YKY yayınlarını çıkardığı Theo'ya Mektuplar" kitabı ile tanışmam bir tesadüftü. 15 Mayıs 2012'de İstanbul Modern'de gerçekleşen Van Gogh Alive Digital Sanat Sergisi'ne katılmıştık ve resmen büyülenmiştik. Sanatçının yazdığı mektuplardan alıntılar, eserleri, canlanıp koca ekranlarla adeta bizi içine almıştı. Ve tabii her zamanki gibi serginin satış dükkanında bu kitapla tanıştım.
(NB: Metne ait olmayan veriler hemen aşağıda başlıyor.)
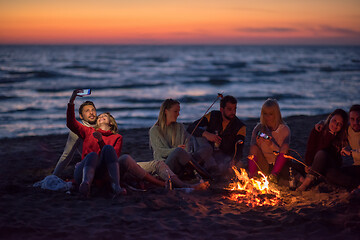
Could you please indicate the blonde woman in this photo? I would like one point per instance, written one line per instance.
(168, 139)
(270, 141)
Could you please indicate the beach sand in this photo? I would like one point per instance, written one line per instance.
(323, 212)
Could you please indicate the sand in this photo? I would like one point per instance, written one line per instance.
(323, 212)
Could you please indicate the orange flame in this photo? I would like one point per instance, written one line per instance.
(253, 192)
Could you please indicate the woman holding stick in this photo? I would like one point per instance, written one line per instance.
(269, 136)
(323, 150)
(168, 139)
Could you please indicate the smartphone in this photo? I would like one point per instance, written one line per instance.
(263, 135)
(84, 92)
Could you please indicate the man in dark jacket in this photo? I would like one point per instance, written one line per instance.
(224, 131)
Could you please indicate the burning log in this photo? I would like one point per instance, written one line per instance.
(252, 192)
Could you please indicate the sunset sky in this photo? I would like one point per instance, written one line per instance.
(180, 22)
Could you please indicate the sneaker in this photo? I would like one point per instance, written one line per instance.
(84, 189)
(273, 178)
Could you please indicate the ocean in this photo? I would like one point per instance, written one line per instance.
(131, 82)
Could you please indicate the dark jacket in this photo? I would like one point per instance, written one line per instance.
(229, 135)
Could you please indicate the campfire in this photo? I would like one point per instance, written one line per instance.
(252, 192)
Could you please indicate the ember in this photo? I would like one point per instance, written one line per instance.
(252, 192)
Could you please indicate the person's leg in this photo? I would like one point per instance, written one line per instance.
(108, 155)
(163, 171)
(347, 177)
(203, 153)
(318, 166)
(128, 164)
(78, 172)
(257, 161)
(91, 161)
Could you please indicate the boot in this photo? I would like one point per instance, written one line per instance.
(88, 176)
(202, 172)
(279, 164)
(114, 173)
(308, 180)
(253, 168)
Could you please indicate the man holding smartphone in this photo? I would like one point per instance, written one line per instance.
(87, 113)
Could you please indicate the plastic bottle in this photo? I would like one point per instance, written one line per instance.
(168, 182)
(292, 183)
(216, 145)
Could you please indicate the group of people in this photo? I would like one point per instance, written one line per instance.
(208, 147)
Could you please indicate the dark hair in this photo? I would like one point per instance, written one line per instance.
(355, 108)
(227, 99)
(87, 103)
(341, 136)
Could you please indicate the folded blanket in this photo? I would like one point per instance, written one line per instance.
(54, 183)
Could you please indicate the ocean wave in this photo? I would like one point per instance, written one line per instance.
(230, 64)
(342, 68)
(86, 68)
(6, 97)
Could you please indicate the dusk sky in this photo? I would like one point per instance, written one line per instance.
(180, 22)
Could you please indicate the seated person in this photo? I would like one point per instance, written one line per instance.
(224, 132)
(270, 141)
(323, 151)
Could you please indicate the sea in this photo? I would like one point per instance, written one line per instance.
(131, 81)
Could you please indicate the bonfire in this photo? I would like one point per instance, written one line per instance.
(252, 192)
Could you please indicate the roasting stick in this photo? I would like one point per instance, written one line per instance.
(219, 96)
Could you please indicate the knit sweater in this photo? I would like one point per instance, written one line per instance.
(90, 142)
(161, 144)
(354, 141)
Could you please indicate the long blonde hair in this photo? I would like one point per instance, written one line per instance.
(113, 125)
(161, 122)
(272, 104)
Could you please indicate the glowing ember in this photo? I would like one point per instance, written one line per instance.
(253, 192)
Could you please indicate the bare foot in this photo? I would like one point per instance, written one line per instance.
(201, 186)
(84, 189)
(305, 183)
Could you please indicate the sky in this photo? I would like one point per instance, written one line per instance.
(309, 22)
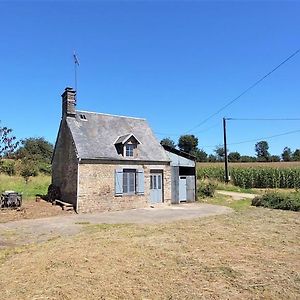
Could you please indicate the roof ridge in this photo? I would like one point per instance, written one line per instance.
(104, 114)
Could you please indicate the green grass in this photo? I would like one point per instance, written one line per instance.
(232, 188)
(237, 205)
(35, 185)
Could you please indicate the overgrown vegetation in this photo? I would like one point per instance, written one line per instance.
(206, 189)
(37, 185)
(286, 201)
(255, 177)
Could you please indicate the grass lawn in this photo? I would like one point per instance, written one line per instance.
(253, 253)
(35, 185)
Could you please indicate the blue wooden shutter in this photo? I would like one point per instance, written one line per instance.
(118, 182)
(140, 182)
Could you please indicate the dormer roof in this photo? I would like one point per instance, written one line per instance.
(124, 139)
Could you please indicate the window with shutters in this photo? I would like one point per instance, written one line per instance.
(129, 182)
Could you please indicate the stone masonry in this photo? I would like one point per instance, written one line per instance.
(96, 187)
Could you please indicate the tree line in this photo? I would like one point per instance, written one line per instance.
(27, 157)
(189, 144)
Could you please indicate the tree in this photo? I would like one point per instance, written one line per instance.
(201, 155)
(36, 149)
(8, 142)
(212, 158)
(234, 156)
(286, 154)
(28, 169)
(220, 152)
(168, 142)
(188, 143)
(296, 155)
(262, 152)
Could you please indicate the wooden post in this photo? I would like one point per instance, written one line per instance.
(225, 150)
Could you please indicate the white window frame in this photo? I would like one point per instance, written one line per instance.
(129, 181)
(129, 150)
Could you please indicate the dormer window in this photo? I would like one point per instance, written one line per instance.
(129, 150)
(127, 145)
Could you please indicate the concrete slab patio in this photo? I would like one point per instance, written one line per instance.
(39, 230)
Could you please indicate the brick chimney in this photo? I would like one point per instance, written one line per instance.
(68, 102)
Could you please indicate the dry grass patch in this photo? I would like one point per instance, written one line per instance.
(250, 254)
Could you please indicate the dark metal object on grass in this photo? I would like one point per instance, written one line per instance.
(10, 199)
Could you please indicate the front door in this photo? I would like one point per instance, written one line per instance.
(156, 188)
(182, 188)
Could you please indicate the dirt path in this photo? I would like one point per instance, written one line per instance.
(38, 230)
(236, 195)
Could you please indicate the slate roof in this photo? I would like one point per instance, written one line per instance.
(95, 136)
(124, 138)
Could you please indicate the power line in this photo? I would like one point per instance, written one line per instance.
(173, 134)
(245, 91)
(266, 138)
(263, 119)
(255, 140)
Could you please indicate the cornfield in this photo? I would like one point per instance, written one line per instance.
(254, 177)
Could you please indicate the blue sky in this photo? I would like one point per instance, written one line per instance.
(173, 63)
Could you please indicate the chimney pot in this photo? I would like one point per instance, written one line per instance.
(69, 102)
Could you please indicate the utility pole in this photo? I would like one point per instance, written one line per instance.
(225, 150)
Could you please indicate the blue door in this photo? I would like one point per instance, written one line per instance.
(156, 188)
(182, 188)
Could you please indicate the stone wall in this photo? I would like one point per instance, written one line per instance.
(96, 188)
(65, 165)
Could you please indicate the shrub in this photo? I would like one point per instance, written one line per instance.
(45, 168)
(276, 200)
(28, 169)
(206, 189)
(8, 167)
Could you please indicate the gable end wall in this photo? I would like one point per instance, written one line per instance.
(65, 165)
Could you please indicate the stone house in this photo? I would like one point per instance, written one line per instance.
(107, 162)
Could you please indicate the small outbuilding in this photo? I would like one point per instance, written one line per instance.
(183, 175)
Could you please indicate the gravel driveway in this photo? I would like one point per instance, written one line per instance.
(38, 230)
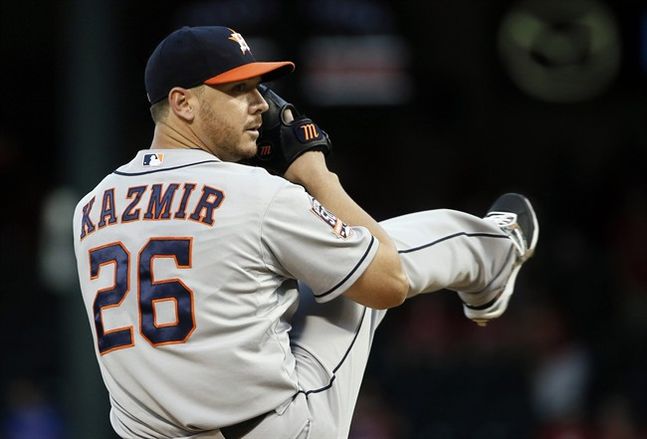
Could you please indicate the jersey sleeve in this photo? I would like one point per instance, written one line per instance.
(300, 239)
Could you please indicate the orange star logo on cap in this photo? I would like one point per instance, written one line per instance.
(235, 36)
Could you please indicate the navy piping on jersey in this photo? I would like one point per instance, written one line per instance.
(455, 235)
(370, 246)
(131, 174)
(352, 343)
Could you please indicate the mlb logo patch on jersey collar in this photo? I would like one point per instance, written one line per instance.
(153, 159)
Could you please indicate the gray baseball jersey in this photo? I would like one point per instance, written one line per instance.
(187, 266)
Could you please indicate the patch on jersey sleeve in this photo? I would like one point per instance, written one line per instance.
(153, 159)
(339, 228)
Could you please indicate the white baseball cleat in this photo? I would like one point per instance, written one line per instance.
(514, 215)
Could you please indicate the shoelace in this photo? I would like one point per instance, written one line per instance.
(507, 222)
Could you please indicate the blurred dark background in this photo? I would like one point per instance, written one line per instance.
(429, 105)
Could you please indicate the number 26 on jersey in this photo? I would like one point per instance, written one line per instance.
(150, 292)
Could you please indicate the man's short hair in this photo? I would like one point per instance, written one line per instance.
(161, 109)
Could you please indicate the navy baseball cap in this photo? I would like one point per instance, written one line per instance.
(211, 55)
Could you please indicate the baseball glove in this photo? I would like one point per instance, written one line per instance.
(281, 142)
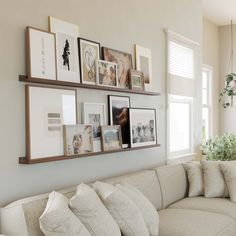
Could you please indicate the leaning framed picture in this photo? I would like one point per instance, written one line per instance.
(95, 115)
(142, 127)
(78, 139)
(47, 110)
(40, 54)
(66, 49)
(124, 62)
(89, 52)
(111, 138)
(143, 61)
(119, 115)
(106, 73)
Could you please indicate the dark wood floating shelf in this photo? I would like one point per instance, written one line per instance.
(26, 79)
(24, 160)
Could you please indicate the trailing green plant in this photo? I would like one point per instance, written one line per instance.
(220, 148)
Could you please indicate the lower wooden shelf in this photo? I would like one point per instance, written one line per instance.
(24, 160)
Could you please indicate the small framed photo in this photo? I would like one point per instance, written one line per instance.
(95, 115)
(78, 139)
(89, 52)
(143, 61)
(41, 54)
(119, 115)
(124, 62)
(111, 138)
(137, 80)
(107, 73)
(142, 127)
(66, 49)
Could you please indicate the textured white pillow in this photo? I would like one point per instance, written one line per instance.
(123, 210)
(214, 183)
(195, 178)
(58, 220)
(149, 213)
(88, 207)
(229, 171)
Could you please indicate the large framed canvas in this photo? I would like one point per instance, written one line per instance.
(41, 54)
(78, 139)
(66, 49)
(119, 115)
(47, 110)
(143, 59)
(95, 115)
(89, 52)
(142, 127)
(124, 62)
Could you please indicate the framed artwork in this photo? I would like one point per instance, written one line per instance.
(89, 52)
(47, 110)
(106, 73)
(111, 138)
(142, 127)
(143, 59)
(78, 139)
(137, 80)
(66, 49)
(119, 115)
(95, 115)
(124, 62)
(41, 54)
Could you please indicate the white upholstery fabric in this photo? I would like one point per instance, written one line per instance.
(149, 213)
(123, 210)
(195, 178)
(87, 206)
(214, 183)
(229, 170)
(58, 220)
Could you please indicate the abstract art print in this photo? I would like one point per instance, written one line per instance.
(89, 52)
(124, 62)
(78, 139)
(142, 127)
(66, 49)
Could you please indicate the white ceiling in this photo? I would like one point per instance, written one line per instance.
(220, 11)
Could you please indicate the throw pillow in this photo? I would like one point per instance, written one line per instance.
(229, 171)
(88, 207)
(123, 210)
(214, 183)
(58, 220)
(149, 213)
(195, 178)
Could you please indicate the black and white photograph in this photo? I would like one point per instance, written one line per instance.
(142, 127)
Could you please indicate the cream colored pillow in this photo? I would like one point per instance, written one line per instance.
(195, 178)
(214, 183)
(123, 210)
(58, 220)
(149, 213)
(88, 207)
(229, 171)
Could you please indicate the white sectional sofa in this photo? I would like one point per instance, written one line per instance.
(166, 187)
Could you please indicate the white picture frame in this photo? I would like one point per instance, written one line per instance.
(93, 113)
(66, 49)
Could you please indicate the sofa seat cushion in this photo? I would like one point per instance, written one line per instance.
(216, 205)
(184, 222)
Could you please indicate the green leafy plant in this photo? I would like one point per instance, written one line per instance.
(221, 148)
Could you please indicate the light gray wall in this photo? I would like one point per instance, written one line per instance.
(116, 24)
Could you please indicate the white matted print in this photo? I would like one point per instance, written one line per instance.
(66, 49)
(143, 59)
(78, 139)
(95, 115)
(41, 54)
(48, 109)
(142, 127)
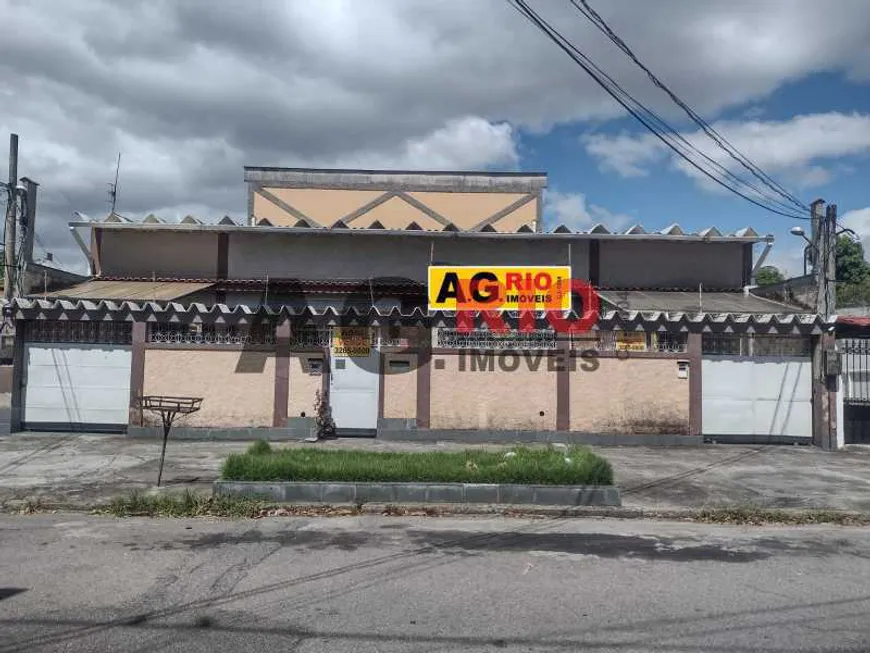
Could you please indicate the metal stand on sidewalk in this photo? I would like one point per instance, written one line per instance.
(169, 408)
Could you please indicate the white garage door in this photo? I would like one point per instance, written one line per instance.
(770, 396)
(75, 385)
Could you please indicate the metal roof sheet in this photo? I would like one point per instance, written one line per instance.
(60, 309)
(130, 290)
(673, 233)
(695, 302)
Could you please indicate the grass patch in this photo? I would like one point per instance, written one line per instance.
(184, 504)
(550, 466)
(755, 516)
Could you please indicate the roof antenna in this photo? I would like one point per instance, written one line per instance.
(113, 188)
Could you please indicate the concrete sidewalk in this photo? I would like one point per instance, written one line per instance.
(80, 470)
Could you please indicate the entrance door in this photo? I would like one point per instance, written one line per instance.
(353, 381)
(76, 386)
(855, 389)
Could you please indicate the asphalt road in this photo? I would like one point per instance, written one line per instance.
(73, 470)
(82, 583)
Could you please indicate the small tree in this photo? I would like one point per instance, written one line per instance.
(323, 416)
(768, 275)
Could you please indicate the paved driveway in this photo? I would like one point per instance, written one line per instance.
(79, 470)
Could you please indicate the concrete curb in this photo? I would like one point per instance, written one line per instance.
(422, 493)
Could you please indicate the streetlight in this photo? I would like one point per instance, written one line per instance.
(799, 231)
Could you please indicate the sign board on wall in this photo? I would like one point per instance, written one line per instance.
(499, 288)
(630, 341)
(352, 341)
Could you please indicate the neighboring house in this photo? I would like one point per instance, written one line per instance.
(245, 315)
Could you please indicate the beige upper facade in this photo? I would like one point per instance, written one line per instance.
(362, 199)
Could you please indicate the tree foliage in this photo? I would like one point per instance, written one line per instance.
(853, 273)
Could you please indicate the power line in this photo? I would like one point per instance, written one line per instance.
(624, 98)
(590, 14)
(645, 116)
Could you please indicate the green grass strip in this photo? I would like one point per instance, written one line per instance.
(539, 466)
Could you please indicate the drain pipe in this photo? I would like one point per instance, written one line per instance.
(85, 250)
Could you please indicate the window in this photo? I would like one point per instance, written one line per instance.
(116, 333)
(398, 366)
(212, 334)
(761, 345)
(485, 339)
(631, 341)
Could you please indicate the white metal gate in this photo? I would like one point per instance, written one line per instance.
(76, 375)
(354, 380)
(76, 385)
(771, 396)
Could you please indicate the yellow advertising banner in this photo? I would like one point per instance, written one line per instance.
(352, 341)
(499, 288)
(630, 341)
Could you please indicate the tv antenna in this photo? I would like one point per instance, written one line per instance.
(113, 188)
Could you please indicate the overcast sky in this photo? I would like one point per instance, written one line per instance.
(191, 91)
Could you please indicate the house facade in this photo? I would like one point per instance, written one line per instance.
(322, 286)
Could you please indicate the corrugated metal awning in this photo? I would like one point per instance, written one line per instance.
(669, 301)
(131, 290)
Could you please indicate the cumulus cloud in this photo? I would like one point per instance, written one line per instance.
(191, 90)
(801, 149)
(575, 212)
(858, 221)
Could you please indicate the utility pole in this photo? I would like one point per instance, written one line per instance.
(11, 219)
(830, 260)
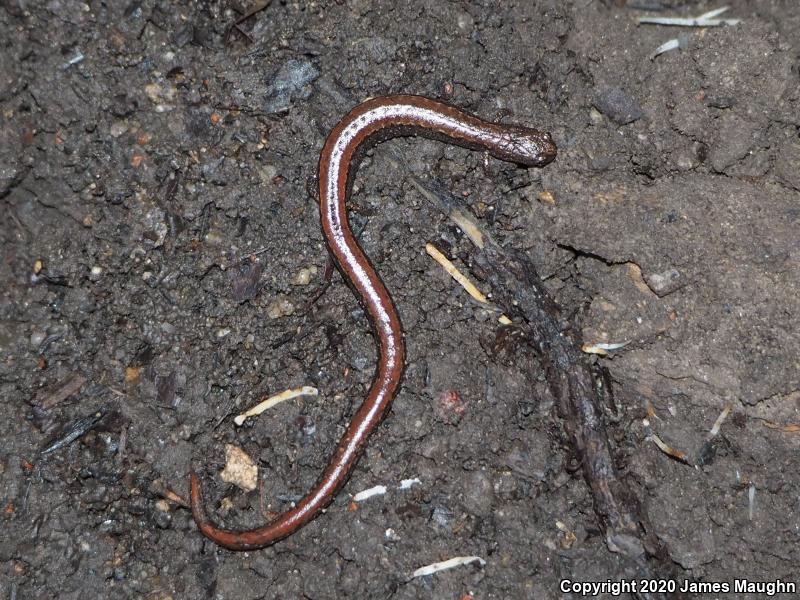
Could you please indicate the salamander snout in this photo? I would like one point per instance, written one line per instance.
(525, 146)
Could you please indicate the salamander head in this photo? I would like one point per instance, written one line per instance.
(525, 146)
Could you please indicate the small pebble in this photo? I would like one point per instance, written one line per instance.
(618, 106)
(280, 307)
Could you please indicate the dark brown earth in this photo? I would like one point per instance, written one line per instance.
(154, 172)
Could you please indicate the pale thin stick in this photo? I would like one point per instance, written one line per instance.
(447, 564)
(704, 20)
(462, 280)
(276, 399)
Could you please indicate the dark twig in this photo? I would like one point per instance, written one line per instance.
(517, 288)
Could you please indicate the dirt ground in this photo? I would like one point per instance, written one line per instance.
(160, 247)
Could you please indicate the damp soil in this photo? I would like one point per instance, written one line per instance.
(160, 251)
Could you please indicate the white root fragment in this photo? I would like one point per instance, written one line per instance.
(704, 20)
(720, 419)
(378, 490)
(602, 349)
(407, 483)
(461, 279)
(240, 470)
(669, 450)
(276, 399)
(447, 564)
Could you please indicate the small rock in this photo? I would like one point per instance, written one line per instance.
(618, 106)
(665, 282)
(304, 275)
(240, 470)
(291, 81)
(280, 307)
Kitap, Vincent Van Gogh'un on yedi yıl boyunca, intiharından iki gün önceye dek kardeşi Theo'ya yazdığı mektupları içeriyor ve sanatçının Auvers-Sur-Oise'da noktalanan yaşamından ve yaratım sürecinden bir kesiti sunuyor. Mektuplar bir otobiyografi niteliğinde. Van Gogh'un içtenlikle bahsettiği hayatı, yaşadığı şehirler, başka sanatçılarla diyalogları, sanrıları, geçim sıkıntısı, bulunduğu mekanlar, eserlerini yaratırken yaşadığı sanrılar, akıl hastanesinde geçirdiği günler, renk seçiminde yaşadığı zorlanmalar ve daha nicesi, kendisinin en yakını ve aynı zamanda hamisi olan kardeşi Theo'ya oldukça içten bir dille yazılmış. Arles Bölgesi'ne bir seyahat yapma arzusu uyandıran bu kitap, deliliğin sınırlarında gezerken bunun farkında olup bu durumdan en çok muzdarip olan insana hayranlık duymanızı sağlıyor. Aslında intihar mı, cinayet mi kaza mı olduğu tam olarak belli olmayan ölümü, kendi kulağını kesecek kadar yaşama duyduğu öfke, bir yandan da "normal" olmaya karşı duyduğu dayanılmaz arzu, inanılmaz eserlerin ilk eskizleri ve adeta hayata tutunmaya yalvardığı satırlar...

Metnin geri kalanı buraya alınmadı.